Mr Lee was replying to Non- Constituency MP Yee Jenn Jong, who asked if cost savings could be passed on to residents directly if the pilot project was scaled up.

Mr Lee said that giving the savings to the Town Councils allows them to mitigate their rising costs and delay increasing electricity tariffs for residents.

He added that there are substantial challenges in expanding the use of solar panels. Although their price has plunged over the past year, it would still take up to 20 years to recoup in energy savings the cost of installation.

“If the costs of production continue to go down, we hope one day the economics will be favourable to us implementing on a wider scale,” he said.

Later, Second Trade and Industry Minister S. Iswaran said, in response to another question from Mr Yee, that Singapore has limited land for the large-scale deployment of solar panels.

Still, the Government is investing in solar panel research and provides subsidies for the private sector to instal solar technology.

The use of solar energy has grown three times from 2009 to 2012, he said, and there are 157 solar installations here, which represent 0.05 per cent of Singapore’s total power generation capacity.



NTU to go big on solar as part of ‘mini city’ plan

By Grace Chua in Straits Times (25 October 2012):

Nanyang Technological University (NTU) will invest about $15.5 million to phase in a 5MW solar panel system on its buildings by 2016 – the largest planned installation for a single site here.

The panels will cover some 50,000 sq m of its current and new buildings and provide more than 5,475 megawatt-hours a year of power – enough for more than 1,000 HDB households. The system will generate 3.3 per cent of the energy used by campus academic buildings.

Mr Tong Kok Kwang, project director at NTU’s office of development and facilities management, said the panels will be installed in phases, as new buildings are constructed, and will be completed by March 2016.

The solar installation is part of an NTU campus masterplan to transform the varsity into a “mini city” and provide more residence halls and academic spaces. This plan was revealed at the Solar Pioneer Awards ceremony at the PV Asia-Pacific conference yesterday, part of the current Singapore International Energy Week.

While there are already some solar panels on university and polytechnic campuses here, they are primarily for academic research and do not make significant contributions to the schools’ energy consumption.

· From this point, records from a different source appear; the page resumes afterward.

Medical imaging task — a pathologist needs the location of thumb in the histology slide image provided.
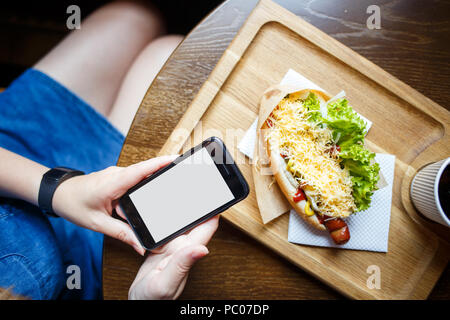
[95,215,145,256]
[160,245,209,292]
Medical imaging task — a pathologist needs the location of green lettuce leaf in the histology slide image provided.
[304,93,380,211]
[303,92,323,123]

At Wednesday’s ceremony, Economic Development Board cleantech cluster director Goh Chee Kiong spoke on Singapore’s solar industry and the expansion of public and private schemes.

The Housing Board, for example, will launch a project to install a 1MW system of copper indium gallium selenide solar panels – a new, higher-efficiency type of solar technology – next year, as part of its $31 million solar pilot programme.

And the Solar Energy Research Institute of Singapore (Seris) is developing a technology road map for the adoption of solar energy in Singapore, mapping the solar potential of nearly every rooftop on the island, and studying the effect of solar’s intermittent electricity generation on the national grid.

Dr Thomas Reindl, director of Seris’ solar energy systems cluster, said dispersing systems around the island would be better than having them all in one place, to ensure they do not all fluctuate and generate power in tandem.